New partnership audit rules will allow real estate investors to continue using tiered partnership structures without the risk of a new entity-level tax on the partnership.
Proposed Treasury regulations published on Dec. 19 end the two-year uncertainty over whether new partnership audit rules would create a significant tax liability for investors in real estate partnerships. [ link to regulations ]
Proposed Treasury regulations published on Dec. 19 end the two-year uncertainty over whether new partnership audit rules would create a significant tax liability for investors in real estate partnerships. At issue was the question of whether the IRS could require partnerships to pay taxes that are appropriately owed by its individual partners. The tax code has long recognized that partnerships are "pass-through" entities, and that partners in partnerships are only subject to tax on their share of the partnership's income. But under the new partnership audit reform law, some argued that the IRS could impose an entity-level tax burden in certain cases.
The Treasury regulations clarify that tiered partnerships will be permitted to use the "push-out" method, in which a partnership is relieved of the entity-level tax after an audit as long as it timely transmits revised K-1 tax statements to its partners, including other partnerships. [link to regulations] [IRS Guidance on Partnership Audit Regime Eases Some Concerns, Accounting Today (Dec. 26, 2017)]
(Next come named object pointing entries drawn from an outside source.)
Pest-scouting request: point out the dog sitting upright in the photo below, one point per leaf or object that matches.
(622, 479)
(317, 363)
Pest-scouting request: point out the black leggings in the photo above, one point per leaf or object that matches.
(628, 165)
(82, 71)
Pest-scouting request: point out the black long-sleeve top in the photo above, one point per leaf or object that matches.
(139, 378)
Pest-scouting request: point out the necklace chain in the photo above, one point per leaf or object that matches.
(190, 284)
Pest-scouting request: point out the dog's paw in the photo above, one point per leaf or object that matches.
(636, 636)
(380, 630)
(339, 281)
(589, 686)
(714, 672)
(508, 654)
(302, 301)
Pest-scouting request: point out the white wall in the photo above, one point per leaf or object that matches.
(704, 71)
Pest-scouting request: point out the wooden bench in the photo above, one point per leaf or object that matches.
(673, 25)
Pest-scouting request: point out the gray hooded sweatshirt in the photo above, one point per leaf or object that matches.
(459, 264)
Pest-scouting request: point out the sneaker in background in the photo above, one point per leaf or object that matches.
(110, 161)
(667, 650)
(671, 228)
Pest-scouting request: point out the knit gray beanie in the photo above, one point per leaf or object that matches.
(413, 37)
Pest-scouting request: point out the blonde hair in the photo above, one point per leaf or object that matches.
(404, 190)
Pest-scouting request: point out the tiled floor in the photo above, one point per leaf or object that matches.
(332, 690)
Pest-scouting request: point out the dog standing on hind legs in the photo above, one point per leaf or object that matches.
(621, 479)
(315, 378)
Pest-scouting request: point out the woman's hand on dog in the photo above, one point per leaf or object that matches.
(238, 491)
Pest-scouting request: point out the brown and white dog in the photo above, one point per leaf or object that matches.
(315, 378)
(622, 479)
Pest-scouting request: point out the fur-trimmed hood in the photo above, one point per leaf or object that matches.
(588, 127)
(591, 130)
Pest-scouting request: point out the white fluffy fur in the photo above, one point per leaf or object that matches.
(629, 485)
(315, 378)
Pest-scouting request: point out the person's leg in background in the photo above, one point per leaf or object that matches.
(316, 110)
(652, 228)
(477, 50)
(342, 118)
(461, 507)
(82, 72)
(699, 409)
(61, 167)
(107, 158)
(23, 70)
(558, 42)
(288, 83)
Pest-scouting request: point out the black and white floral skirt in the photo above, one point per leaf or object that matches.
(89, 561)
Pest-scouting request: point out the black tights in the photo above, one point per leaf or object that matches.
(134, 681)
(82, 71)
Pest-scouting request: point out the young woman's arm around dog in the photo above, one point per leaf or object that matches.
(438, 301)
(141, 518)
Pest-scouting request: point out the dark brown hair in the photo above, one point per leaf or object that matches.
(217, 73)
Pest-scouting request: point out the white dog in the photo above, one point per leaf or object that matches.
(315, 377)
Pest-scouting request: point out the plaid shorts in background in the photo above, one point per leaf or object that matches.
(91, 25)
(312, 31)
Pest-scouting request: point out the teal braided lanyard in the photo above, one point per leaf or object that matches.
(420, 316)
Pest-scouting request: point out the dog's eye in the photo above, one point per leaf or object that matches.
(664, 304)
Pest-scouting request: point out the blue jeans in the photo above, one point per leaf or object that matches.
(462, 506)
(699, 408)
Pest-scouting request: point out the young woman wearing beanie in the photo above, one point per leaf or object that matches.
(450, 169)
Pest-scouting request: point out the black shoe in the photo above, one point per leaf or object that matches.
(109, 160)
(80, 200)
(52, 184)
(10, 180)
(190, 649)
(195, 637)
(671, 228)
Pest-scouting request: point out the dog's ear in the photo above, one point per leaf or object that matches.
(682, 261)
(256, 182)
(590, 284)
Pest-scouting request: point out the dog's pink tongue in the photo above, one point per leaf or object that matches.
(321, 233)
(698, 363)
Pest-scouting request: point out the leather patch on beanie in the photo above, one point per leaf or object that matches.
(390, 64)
Real Estate Roundtable Tax Policy Advisory Committee (TPAC) Member Donald Susswein testified specifically on this issue on behalf of The Roundtable at a September IRS hearing. At the hearing, Susswein stated that, "the most urgent thing is that prospective investors know that they're only going to be subject to tax on their own tax liability, correctly determined." He further testified that, "In order to ensure that this new law does not create a hindrance on the economy, it is very important to reassure investors that there is going to be a push-out method for tiered partnerships. And that can be done now, in 2017, even if other aspects of the regulations are reserved." [Roundtable Weekly, Sept. 22, 2017)
Real Estate Roundtable Tax Policy Advisory Committee (TPAC) Member Donald Susswein, left, testified on behalf of The Roundtable about the new partnership audit rules at a Sept. 2017 IRS hearing.
Congress enacted new rules for auditing partnerships and collecting partnership tax adjustments in the Bipartisan Budget Act of 2015 (BBA). An early version of the legislation would have shifted partnership tax liability to the entity level and imposed joint and several liability on individual partners and the partnership for the full amount owed.
The Roundtable successfully argued, at the time, that entity level taxation of partnerships would disrupt capital formation and discourage business activity, ultimately hurting job creation and economic growth. The Roundtable was heavily involved in developing the final BBA approach, which allows partnerships to "push out" tax adjustments through partnerships to the appropriate partner. The legislation was silent, however, on how the rules would apply to tiered partnerships.
Although enacted in late 2015, the new partnership audit rules will only take effect for audits of 2018 and later years. The audits themselves are unlikely to start until 2019 or 2020. Clarity on the application of the new rules for tiered partnerships is important, however, because of the impact on real estate investor decisions and partnership formations.